Le 21 mai prochain, l’Assemblée générale des Nations unies et l’UNESCO organisent conjointement un événement marquant la Journée mondiale de la diversité culturelle pour le dialogue et le développement. Cet événement vise à mettre en lumière les trésors du patrimoine culturel immatériel algérien, reconnus par l’UNESCO, selon UNESCO Intangible Cultural Heritage. Une occasion pour les entrepreneurs algériens et la diaspora de saisir des opportunités économiques et culturelles liées à ce patrimoine.
Une reconnaissance internationale pour l'Algérie
L’Algérie, riche de son histoire et de sa diversité culturelle, voit cinq de ses pratiques culturelles inscrites sur la liste représentative du patrimoine culturel immatériel de l’humanité de l’UNESCO. Parmi ces pratiques, on retrouve le Rite de la Sebeiba dans le Tassili n’Ajjer, les pratiques et savoirs liés à l’imzad des communautés touarègues, le chant polyphonique des femmes de Timimoun, les pratiques culturelles associées au palmier dattier dans les oasis du sud, et les sites culturels de la musique Gnawa dans l’oasis de Tlemcen. Ces inscriptions, reconnues récemment, offrent une visibilité internationale à des traditions qui, pour certaines, risquaient de tomber dans l’oubli.
Pour les entrepreneurs algériens, cette reconnaissance représente une opportunité de développer des activités économiques autour de ce patrimoine. Par exemple, la promotion du chant polyphonique ou de l’imzad peut générer des revenus via des spectacles, des ateliers, ou encore la vente de disques et d’instruments artisanaux. Des marchés de niche peuvent émerger, notamment auprès des touristes et des amateurs de culture, comme c’est déjà le cas pour d’autres patrimoines immatériels dans le monde.
Des opportunités pour les entrepreneurs algériens
La valorisation du patrimoine culturel immatériel ouvre des pistes concrètes pour les entrepreneurs locaux. Prenons l’exemple du chant polyphonique des femmes de Timimoun : une entrepreneure pourrait créer une entreprise dédiée à l’organisation de festivals ou de stages d’initiation à cette pratique. Une autre pourrait développer une ligne de produits artisanaux inspirés des motifs des tissus touaregs, liés à l’imzad. Ces initiatives ne nécessitent pas toujours des investissements lourds, mais plutôt une bonne connaissance des traditions locales et une stratégie de commercialisation adaptée.
Les startups culturelles, comme celles qui proposent des visites guidées thématiques ou des expériences immersives dans les régions où ces pratiques sont encore vivantes, peuvent également trouver un terrain fertile. Par exemple, des plateformes numériques pourraient organiser des visites virtuelles des oasis de l’Atlas saharien, en intégrant des ateliers sur les pratiques culturelles locales. Ces modèles, déjà testés avec succès dans d’autres pays, pourraient s’adapter au contexte algérien.
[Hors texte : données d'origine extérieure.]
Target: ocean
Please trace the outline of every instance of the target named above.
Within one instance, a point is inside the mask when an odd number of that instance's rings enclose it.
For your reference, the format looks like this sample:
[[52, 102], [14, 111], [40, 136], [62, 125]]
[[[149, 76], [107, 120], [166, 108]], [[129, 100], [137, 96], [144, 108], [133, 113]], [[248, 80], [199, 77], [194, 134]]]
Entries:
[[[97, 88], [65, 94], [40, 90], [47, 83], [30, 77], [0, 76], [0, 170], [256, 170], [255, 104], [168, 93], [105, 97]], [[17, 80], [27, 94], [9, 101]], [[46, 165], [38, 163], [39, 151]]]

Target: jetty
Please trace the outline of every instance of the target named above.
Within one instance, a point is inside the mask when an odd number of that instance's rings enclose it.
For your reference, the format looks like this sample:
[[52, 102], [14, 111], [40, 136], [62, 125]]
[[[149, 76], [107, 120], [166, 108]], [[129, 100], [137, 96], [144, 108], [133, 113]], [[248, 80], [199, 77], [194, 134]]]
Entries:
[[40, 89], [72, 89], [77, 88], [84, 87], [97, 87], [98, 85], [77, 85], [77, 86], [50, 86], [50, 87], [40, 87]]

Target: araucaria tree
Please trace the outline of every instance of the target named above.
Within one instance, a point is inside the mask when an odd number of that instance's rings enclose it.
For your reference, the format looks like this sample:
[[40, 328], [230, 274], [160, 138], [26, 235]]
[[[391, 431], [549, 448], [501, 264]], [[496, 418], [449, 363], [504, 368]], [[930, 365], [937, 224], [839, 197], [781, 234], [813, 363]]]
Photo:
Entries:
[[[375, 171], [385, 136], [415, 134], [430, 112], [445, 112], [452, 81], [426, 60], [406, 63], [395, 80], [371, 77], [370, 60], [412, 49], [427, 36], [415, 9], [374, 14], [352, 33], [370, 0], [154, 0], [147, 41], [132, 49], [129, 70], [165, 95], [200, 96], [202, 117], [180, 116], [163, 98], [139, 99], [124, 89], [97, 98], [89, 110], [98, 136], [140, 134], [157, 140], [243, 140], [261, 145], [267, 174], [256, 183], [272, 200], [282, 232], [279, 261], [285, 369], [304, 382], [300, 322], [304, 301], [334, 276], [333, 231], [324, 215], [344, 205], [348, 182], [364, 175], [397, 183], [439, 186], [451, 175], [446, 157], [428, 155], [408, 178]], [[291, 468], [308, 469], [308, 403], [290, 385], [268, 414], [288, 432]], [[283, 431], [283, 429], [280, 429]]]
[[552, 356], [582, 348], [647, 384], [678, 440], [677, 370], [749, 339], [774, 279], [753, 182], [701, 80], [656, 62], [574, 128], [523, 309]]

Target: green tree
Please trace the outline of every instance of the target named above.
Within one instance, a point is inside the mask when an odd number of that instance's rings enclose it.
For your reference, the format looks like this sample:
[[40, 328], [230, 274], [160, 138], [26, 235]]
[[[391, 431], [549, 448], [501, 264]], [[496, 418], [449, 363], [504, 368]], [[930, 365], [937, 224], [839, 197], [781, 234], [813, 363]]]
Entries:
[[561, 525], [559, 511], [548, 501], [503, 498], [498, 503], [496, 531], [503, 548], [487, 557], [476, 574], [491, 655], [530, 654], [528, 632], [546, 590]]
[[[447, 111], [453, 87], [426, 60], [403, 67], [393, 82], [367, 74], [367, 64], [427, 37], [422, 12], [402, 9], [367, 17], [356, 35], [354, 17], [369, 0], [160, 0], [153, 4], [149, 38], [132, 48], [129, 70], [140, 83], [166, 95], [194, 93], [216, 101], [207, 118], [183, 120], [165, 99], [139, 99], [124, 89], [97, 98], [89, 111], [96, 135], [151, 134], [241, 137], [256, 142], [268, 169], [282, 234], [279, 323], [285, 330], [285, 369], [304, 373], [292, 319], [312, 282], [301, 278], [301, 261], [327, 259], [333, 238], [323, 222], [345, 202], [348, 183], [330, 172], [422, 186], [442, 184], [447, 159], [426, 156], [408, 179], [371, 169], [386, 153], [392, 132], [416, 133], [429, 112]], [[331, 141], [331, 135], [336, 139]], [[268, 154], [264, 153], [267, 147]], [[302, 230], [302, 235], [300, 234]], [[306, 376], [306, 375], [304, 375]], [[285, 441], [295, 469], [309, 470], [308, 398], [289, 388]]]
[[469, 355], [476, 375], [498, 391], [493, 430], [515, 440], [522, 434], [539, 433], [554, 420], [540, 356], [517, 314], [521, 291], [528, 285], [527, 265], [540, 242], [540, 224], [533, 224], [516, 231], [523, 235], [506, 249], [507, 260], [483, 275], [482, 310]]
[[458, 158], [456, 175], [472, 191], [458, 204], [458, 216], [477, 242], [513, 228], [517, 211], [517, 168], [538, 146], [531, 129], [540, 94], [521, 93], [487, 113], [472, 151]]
La diaspora algérienne, un levier économique
La diaspora algérienne, forte de plusieurs millions de membres à travers le monde, représente un vivier d’opportunités pour valoriser ce patrimoine. Les entrepreneurs de la diaspora pourraient, par exemple, créer des entreprises de tourisme culturel en Algérie ou à l’étranger, en organisant des voyages sur mesure ou des ateliers pour les communautés algériennes expatriées. Une autre piste serait le développement de plateformes en ligne pour vendre des produits artisanaux ou des contenus culturels liés à ces traditions.
Des initiatives comme des festivals dédiés au patrimoine algérien, organisés à l’étranger, pourraient attirer des sponsors et des investisseurs. Ces événements, en plus de célébrer la culture algérienne, serviraient de vitrine pour les talents locaux et les produits dérivés. Les entreprises de logistique ou de communication pourraient également trouver des contrats dans ce cadre.
Un soutien institutionnel à exploiter
Les institutions algériennes, comme le ministère de la Culture ou l’Agence nationale de soutien à l’emploi des jeunes (ANSEJ), pourraient accompagner les entrepreneurs dans leurs projets liés au patrimoine culturel. Des subventions, des formations ou des prêts à taux zéro pourraient être proposés pour stimuler ce secteur. Les entrepreneurs doivent se rapprocher de ces structures pour bénéficier de ces dispositifs.
À retenir pour les entrepreneurs
Les entrepreneurs algériens peuvent explorer des modèles économiques autour des cinq patrimoines immatériels reconnus par l’UNESCO. Les opportunités incluent l’organisation d’événements culturels, la vente de produits artisanaux et le développement de plateformes numériques. La diaspora peut jouer un rôle clé en soutenant ces initiatives à l’étranger.